Executive Coaching: for business professionals seeking to enhance their leadership skills, accomplish specific business goals, or address performance issues and challenges.
Life Coaching: for individuals seeking to master specific life challenges, or move to the next level of success in one or more areas of their personal and/or professional lives.
Relationship Coaching: for individuals, couples, family members, business partners, or co-workers seeking to clarify the attributes of their ideal relationship(s), assess relationship strengths, identify and resolve points of interpersonal conflict, and bring their ideal personal and professional relationship(s) to reality.
Choosing a Coach
When choosing a coach, it's important to inquire about the coach's training, credentials, and methodology. When you're interviewing a prospective coach, here are some questions you can ask:
Qualifications: What are your credentials? What is your training and professional background? Check to be sure the person has the training, background, and expertise needed to facilitate the specific type of coaching you're seeking.

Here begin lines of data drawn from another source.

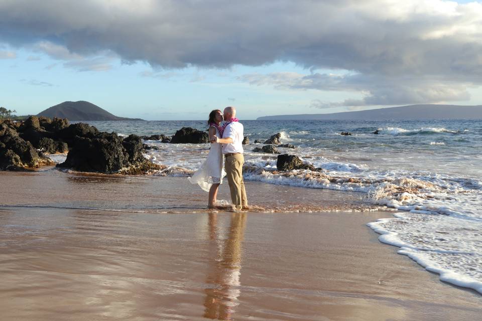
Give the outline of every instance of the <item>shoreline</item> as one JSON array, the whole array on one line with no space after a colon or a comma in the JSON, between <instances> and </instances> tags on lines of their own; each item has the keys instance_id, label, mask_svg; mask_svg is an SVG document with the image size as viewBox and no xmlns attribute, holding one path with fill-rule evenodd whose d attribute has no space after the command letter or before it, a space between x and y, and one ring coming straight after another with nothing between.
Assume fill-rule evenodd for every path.
<instances>
[{"instance_id":1,"label":"shoreline","mask_svg":"<svg viewBox=\"0 0 482 321\"><path fill-rule=\"evenodd\" d=\"M366 224L391 212L191 213L206 195L184 179L0 174L5 319L469 320L482 313L474 291L380 243ZM248 184L255 205L275 192L291 196L285 207L310 201L302 188ZM316 192L334 205L327 209L358 199ZM157 211L176 202L182 215Z\"/></svg>"}]
</instances>

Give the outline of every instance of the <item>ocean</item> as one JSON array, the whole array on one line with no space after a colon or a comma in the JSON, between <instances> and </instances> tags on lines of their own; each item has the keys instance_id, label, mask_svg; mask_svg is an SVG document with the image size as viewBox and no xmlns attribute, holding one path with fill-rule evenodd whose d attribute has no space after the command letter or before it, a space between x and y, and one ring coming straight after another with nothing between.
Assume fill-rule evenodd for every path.
<instances>
[{"instance_id":1,"label":"ocean","mask_svg":"<svg viewBox=\"0 0 482 321\"><path fill-rule=\"evenodd\" d=\"M382 234L381 241L400 247L399 253L441 280L482 293L482 121L240 121L250 141L244 146L245 180L357 193L368 210L394 211L394 218L369 224ZM86 122L123 135L207 128L203 121ZM279 148L280 153L297 155L323 172L279 173L276 154L253 151L263 145L255 140L279 132L282 142L296 146ZM155 174L163 176L190 176L209 148L145 143L157 148L146 157L168 167ZM65 156L52 158L60 162Z\"/></svg>"}]
</instances>

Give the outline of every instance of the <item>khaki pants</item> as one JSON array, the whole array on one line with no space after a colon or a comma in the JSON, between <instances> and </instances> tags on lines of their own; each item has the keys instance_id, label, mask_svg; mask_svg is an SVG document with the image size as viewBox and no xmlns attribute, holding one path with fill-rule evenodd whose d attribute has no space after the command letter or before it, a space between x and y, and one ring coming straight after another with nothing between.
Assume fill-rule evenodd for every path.
<instances>
[{"instance_id":1,"label":"khaki pants","mask_svg":"<svg viewBox=\"0 0 482 321\"><path fill-rule=\"evenodd\" d=\"M231 201L234 208L239 210L248 206L248 198L243 179L243 165L245 157L243 154L235 154L224 157L226 177L231 191Z\"/></svg>"}]
</instances>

Experience: How long have you been in practice? What's the primary focus of your work? What is your experience and success in working with the types of issues and/or goals I want to address? Do you have some clients I can speak to, who can tell me about the results of their coaching work? Approach: What's your approach or methodology? What does the process involve and how much time does it typically take? Practical Information: How long does each session last? How frequently do we meet? What are your charges and payment policies?

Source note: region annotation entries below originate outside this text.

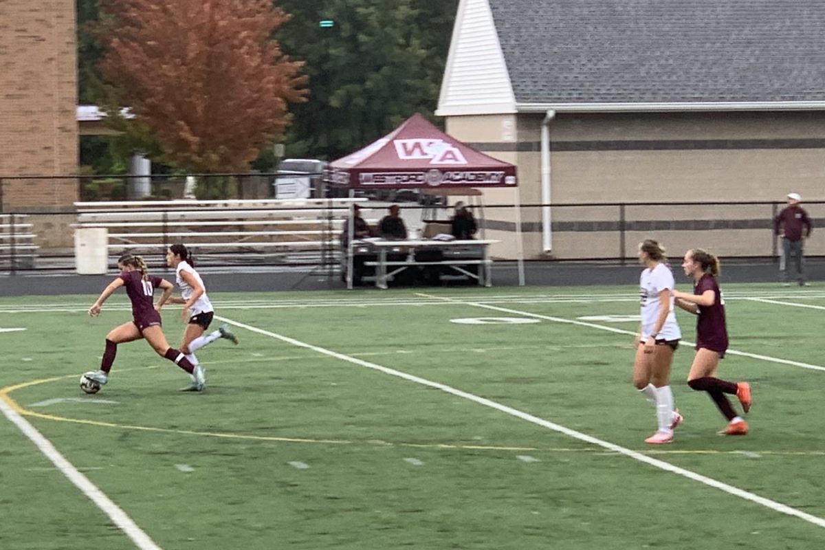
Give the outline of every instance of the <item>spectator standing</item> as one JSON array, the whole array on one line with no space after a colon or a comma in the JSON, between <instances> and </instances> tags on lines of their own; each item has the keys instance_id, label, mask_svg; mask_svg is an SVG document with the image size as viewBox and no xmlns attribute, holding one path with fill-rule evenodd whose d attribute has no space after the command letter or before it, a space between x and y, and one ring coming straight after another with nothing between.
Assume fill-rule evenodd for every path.
<instances>
[{"instance_id":1,"label":"spectator standing","mask_svg":"<svg viewBox=\"0 0 825 550\"><path fill-rule=\"evenodd\" d=\"M782 239L782 256L780 259L780 279L785 286L790 284L788 263L791 258L795 263L795 277L799 286L805 286L805 259L803 245L811 236L811 220L799 203L799 193L788 193L788 205L774 219L774 232Z\"/></svg>"},{"instance_id":2,"label":"spectator standing","mask_svg":"<svg viewBox=\"0 0 825 550\"><path fill-rule=\"evenodd\" d=\"M401 209L398 204L389 207L389 214L381 219L378 230L381 238L406 239L407 227L401 218Z\"/></svg>"},{"instance_id":3,"label":"spectator standing","mask_svg":"<svg viewBox=\"0 0 825 550\"><path fill-rule=\"evenodd\" d=\"M467 205L460 201L455 203L455 214L452 219L453 237L457 239L474 238L478 230L478 226L475 223L475 218L467 209Z\"/></svg>"}]
</instances>

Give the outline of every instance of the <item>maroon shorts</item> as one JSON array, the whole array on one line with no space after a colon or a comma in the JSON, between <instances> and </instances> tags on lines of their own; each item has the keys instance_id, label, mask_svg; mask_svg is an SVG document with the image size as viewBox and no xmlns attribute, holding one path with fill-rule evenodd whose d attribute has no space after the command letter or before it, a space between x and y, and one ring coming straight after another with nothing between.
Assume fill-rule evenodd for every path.
<instances>
[{"instance_id":1,"label":"maroon shorts","mask_svg":"<svg viewBox=\"0 0 825 550\"><path fill-rule=\"evenodd\" d=\"M141 313L140 315L135 315L132 318L132 322L134 326L138 327L140 333L143 334L144 329L149 327L160 327L160 313L153 309L151 312L146 312Z\"/></svg>"}]
</instances>

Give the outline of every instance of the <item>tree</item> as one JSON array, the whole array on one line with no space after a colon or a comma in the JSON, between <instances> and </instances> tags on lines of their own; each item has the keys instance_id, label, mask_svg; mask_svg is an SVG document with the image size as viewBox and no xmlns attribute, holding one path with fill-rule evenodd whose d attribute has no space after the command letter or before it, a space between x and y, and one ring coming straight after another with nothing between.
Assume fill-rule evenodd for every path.
<instances>
[{"instance_id":1,"label":"tree","mask_svg":"<svg viewBox=\"0 0 825 550\"><path fill-rule=\"evenodd\" d=\"M272 39L270 0L101 0L101 72L164 160L238 171L288 123L305 78Z\"/></svg>"},{"instance_id":2,"label":"tree","mask_svg":"<svg viewBox=\"0 0 825 550\"><path fill-rule=\"evenodd\" d=\"M335 158L415 112L431 117L458 0L278 4L294 16L276 35L309 77L309 101L293 110L290 154Z\"/></svg>"}]
</instances>

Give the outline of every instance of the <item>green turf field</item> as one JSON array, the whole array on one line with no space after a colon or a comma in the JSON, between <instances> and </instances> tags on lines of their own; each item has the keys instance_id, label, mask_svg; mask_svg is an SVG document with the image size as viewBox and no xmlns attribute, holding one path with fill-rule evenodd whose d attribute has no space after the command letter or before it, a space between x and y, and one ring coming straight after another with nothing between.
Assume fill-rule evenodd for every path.
<instances>
[{"instance_id":1,"label":"green turf field","mask_svg":"<svg viewBox=\"0 0 825 550\"><path fill-rule=\"evenodd\" d=\"M630 384L634 286L215 294L240 345L198 351L200 394L142 341L119 347L99 393L80 391L130 318L122 291L97 318L95 296L0 298L5 408L157 545L0 416L0 548L825 548L825 291L723 289L720 376L752 383L751 433L716 435L683 343L686 421L655 449Z\"/></svg>"}]
</instances>

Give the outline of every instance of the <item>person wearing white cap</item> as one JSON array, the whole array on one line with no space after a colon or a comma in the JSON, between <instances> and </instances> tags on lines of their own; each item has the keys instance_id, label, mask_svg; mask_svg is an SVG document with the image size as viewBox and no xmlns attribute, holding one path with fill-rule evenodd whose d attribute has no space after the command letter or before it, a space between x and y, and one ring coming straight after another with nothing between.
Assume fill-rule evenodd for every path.
<instances>
[{"instance_id":1,"label":"person wearing white cap","mask_svg":"<svg viewBox=\"0 0 825 550\"><path fill-rule=\"evenodd\" d=\"M774 232L782 239L782 256L780 258L780 280L788 286L790 284L788 276L788 262L793 258L795 264L795 277L799 286L805 286L805 258L803 245L806 238L811 236L811 219L799 202L802 197L799 193L788 193L788 205L782 209L774 219Z\"/></svg>"}]
</instances>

Most importantly, you're looking for someone who is supportive, compassionate, and non-judgmental. During your interview, look for someone who is 100 percent present, and focused on you and your objectives. Red flags include brusqueness, inflexibility, and a sense of distance. This must be someone you can trust fully. Ask yourself: Do I feel at ease with this person? Will I feel free to disclose personal information? Is this someone who is engaging with me in a caring and supportive way? If not, don't hesitate to find someone else.